By Felipe Barragán, Expert Research Strategist at Pepperstone
October 4, 2025 –
“The peso spent Friday largely in “hold and assess” mode, orbiting the mid-18s per dollar as traders balanced a slightly firmer domestic investment pulse against softer global growth signals and a murkier U.S. policy backdrop. On the local side, INEGI’s July gross fixed investment surprised to the upside (+1.6% m/m), powered by machinery and equipment, even as construction lagged—an internal mix that keeps the nearshoring narrative alive but underscores uneven momentum across sectors.
External drivers did most of the talking. With Washington’s partial government shutdown suspending key federal releases—including the payrolls report—markets are flying on “alternative instruments,” which blunts directional conviction in the dollar and complicates the Fed’s reaction function. The data blackout itself is increasingly seen as economically costly the longer it persists, and it leaves traders leaning on private and timelier gauges.

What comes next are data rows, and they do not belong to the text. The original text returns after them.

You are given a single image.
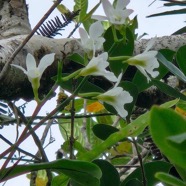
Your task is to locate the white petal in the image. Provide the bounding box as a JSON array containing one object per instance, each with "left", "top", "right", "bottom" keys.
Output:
[
  {"left": 103, "top": 87, "right": 123, "bottom": 96},
  {"left": 116, "top": 0, "right": 130, "bottom": 10},
  {"left": 144, "top": 37, "right": 156, "bottom": 52},
  {"left": 91, "top": 15, "right": 108, "bottom": 21},
  {"left": 89, "top": 21, "right": 104, "bottom": 39},
  {"left": 26, "top": 53, "right": 36, "bottom": 71},
  {"left": 103, "top": 71, "right": 118, "bottom": 82},
  {"left": 79, "top": 28, "right": 89, "bottom": 45},
  {"left": 27, "top": 68, "right": 42, "bottom": 80},
  {"left": 99, "top": 52, "right": 108, "bottom": 61},
  {"left": 114, "top": 72, "right": 123, "bottom": 87},
  {"left": 136, "top": 65, "right": 151, "bottom": 82},
  {"left": 93, "top": 37, "right": 105, "bottom": 50},
  {"left": 11, "top": 64, "right": 27, "bottom": 74},
  {"left": 38, "top": 53, "right": 55, "bottom": 75}
]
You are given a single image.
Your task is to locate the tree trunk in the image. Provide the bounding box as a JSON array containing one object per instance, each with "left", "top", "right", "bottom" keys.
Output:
[{"left": 0, "top": 0, "right": 186, "bottom": 100}]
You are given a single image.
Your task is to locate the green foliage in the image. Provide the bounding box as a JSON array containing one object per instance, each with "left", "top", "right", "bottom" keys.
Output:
[
  {"left": 93, "top": 160, "right": 120, "bottom": 186},
  {"left": 150, "top": 107, "right": 186, "bottom": 168},
  {"left": 155, "top": 172, "right": 186, "bottom": 186},
  {"left": 3, "top": 0, "right": 186, "bottom": 186},
  {"left": 0, "top": 160, "right": 102, "bottom": 186},
  {"left": 120, "top": 161, "right": 172, "bottom": 186}
]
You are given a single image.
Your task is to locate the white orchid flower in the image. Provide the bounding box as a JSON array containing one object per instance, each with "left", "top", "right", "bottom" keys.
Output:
[
  {"left": 125, "top": 38, "right": 159, "bottom": 82},
  {"left": 92, "top": 0, "right": 133, "bottom": 25},
  {"left": 79, "top": 21, "right": 105, "bottom": 53},
  {"left": 96, "top": 87, "right": 133, "bottom": 118},
  {"left": 78, "top": 52, "right": 117, "bottom": 82},
  {"left": 11, "top": 53, "right": 55, "bottom": 101}
]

Today’s U.S. ISM services print didn’t help the growth mood: activity slipped to the breakeven line as new orders cooled and employment stayed soft—another nudge toward slower U.S. demand into Q4.

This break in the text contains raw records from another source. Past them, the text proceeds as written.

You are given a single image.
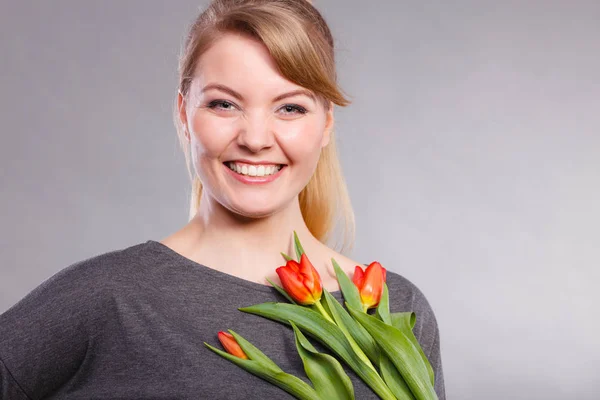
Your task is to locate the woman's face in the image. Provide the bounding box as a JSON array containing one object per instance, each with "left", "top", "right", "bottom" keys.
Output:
[{"left": 179, "top": 34, "right": 333, "bottom": 218}]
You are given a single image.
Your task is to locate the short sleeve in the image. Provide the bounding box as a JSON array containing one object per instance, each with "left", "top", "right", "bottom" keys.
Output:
[
  {"left": 0, "top": 261, "right": 104, "bottom": 399},
  {"left": 387, "top": 270, "right": 446, "bottom": 400}
]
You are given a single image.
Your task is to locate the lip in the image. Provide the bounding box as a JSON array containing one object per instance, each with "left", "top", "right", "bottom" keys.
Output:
[
  {"left": 221, "top": 160, "right": 287, "bottom": 185},
  {"left": 225, "top": 158, "right": 286, "bottom": 165}
]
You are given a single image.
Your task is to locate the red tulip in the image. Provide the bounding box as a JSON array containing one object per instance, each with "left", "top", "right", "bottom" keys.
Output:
[
  {"left": 352, "top": 261, "right": 386, "bottom": 311},
  {"left": 218, "top": 331, "right": 248, "bottom": 359},
  {"left": 275, "top": 254, "right": 323, "bottom": 306}
]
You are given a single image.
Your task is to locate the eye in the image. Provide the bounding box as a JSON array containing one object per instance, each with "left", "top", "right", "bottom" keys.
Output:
[
  {"left": 206, "top": 100, "right": 235, "bottom": 111},
  {"left": 280, "top": 104, "right": 307, "bottom": 115}
]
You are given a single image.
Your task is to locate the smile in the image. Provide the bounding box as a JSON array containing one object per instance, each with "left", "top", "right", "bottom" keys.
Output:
[
  {"left": 223, "top": 162, "right": 287, "bottom": 185},
  {"left": 225, "top": 161, "right": 283, "bottom": 176}
]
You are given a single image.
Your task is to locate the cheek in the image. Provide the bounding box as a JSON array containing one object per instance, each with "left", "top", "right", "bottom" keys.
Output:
[
  {"left": 276, "top": 120, "right": 324, "bottom": 162},
  {"left": 189, "top": 111, "right": 235, "bottom": 158}
]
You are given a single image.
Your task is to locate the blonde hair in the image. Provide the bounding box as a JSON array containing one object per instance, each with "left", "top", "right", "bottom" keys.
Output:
[{"left": 174, "top": 0, "right": 355, "bottom": 251}]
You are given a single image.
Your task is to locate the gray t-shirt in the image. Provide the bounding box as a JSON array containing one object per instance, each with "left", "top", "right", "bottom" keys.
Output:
[{"left": 0, "top": 240, "right": 445, "bottom": 400}]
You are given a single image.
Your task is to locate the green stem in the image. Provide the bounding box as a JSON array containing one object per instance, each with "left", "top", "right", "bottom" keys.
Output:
[
  {"left": 315, "top": 300, "right": 379, "bottom": 374},
  {"left": 315, "top": 300, "right": 335, "bottom": 325}
]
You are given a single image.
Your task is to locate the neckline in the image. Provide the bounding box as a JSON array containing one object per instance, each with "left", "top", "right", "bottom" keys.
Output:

Commodities added a twist. Oil steadied intraday but is still on track for a sharp weekly drop, reflecting expectations of more OPEC+ supply and softer demand. For MXN, cheaper crude is a two-edged sword: it erodes Mexico’s terms of trade and Pemex cash flow, but it also eases headline inflation pressures and—at the margin—supports Banxico’s gradualism. Recent steps to smooth Pemex’s liabilities help reduce tail risk, even if the balance-sheet overhang remains heavy.
Policy is the medium-term anchor. Banxico’s late-September cut (to 7.50%) came with a cautious tone given sticky core inflation. That stance preserves Mexico’s still-healthy real carry versus peers, but the carry cushion is thinner than earlier in the year and more sensitive to U.S. rates and risk appetite—especially while the Fed’s path is clouded by the data freeze.

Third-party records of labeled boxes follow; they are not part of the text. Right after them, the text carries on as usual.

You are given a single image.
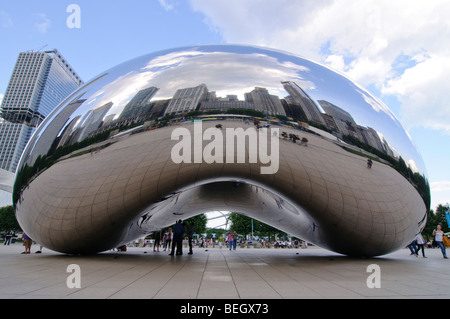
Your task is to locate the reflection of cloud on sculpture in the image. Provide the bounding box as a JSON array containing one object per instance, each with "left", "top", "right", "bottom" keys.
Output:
[{"left": 144, "top": 51, "right": 314, "bottom": 99}]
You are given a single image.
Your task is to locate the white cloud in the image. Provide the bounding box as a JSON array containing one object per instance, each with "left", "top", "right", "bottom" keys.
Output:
[
  {"left": 190, "top": 0, "right": 450, "bottom": 134},
  {"left": 430, "top": 181, "right": 450, "bottom": 209},
  {"left": 158, "top": 0, "right": 175, "bottom": 11},
  {"left": 34, "top": 13, "right": 51, "bottom": 33},
  {"left": 0, "top": 10, "right": 13, "bottom": 28}
]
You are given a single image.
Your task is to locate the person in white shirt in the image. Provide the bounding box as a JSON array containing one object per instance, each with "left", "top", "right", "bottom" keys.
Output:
[
  {"left": 433, "top": 225, "right": 448, "bottom": 259},
  {"left": 416, "top": 234, "right": 427, "bottom": 258}
]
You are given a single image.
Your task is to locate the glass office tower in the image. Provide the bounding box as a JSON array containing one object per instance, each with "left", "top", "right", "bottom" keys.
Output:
[{"left": 0, "top": 50, "right": 83, "bottom": 172}]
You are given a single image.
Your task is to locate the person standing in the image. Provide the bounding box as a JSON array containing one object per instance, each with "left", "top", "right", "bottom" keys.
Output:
[
  {"left": 218, "top": 234, "right": 223, "bottom": 249},
  {"left": 3, "top": 230, "right": 14, "bottom": 246},
  {"left": 22, "top": 233, "right": 33, "bottom": 254},
  {"left": 433, "top": 225, "right": 448, "bottom": 259},
  {"left": 187, "top": 222, "right": 194, "bottom": 255},
  {"left": 164, "top": 228, "right": 173, "bottom": 251},
  {"left": 227, "top": 232, "right": 233, "bottom": 250},
  {"left": 416, "top": 234, "right": 427, "bottom": 258},
  {"left": 153, "top": 230, "right": 161, "bottom": 252},
  {"left": 169, "top": 219, "right": 185, "bottom": 256}
]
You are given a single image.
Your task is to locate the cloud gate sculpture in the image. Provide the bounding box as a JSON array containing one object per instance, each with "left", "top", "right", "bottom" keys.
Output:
[{"left": 13, "top": 45, "right": 430, "bottom": 256}]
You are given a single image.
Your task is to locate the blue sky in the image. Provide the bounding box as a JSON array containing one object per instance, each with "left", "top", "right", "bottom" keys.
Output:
[{"left": 0, "top": 0, "right": 450, "bottom": 209}]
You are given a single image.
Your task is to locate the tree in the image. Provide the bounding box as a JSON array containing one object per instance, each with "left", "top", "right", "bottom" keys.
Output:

Near term, the base case is range-bound consolidation: domestic investment is not weak enough to scare capital, carry remains attractive relative to EM, and the global macro impulse argues for patience rather than bold positioning. Watch three catalysts: (1) Monday’s Mexico consumer-confidence update (after three monthly gains), (2) next week’s CPI for confirmation that disinflation remains intact, and (3) any resolution—or escalation—of the U.S. shutdown.
A firmer confidence print alongside benign inflation would let Banxico keep easing slowly without undercutting MXN’s appeal; by contrast, prolonged U.S. data darkness or a negative growth shock would sap risk appetite and make the peso more sensitive to global swings than to local fundamentals.”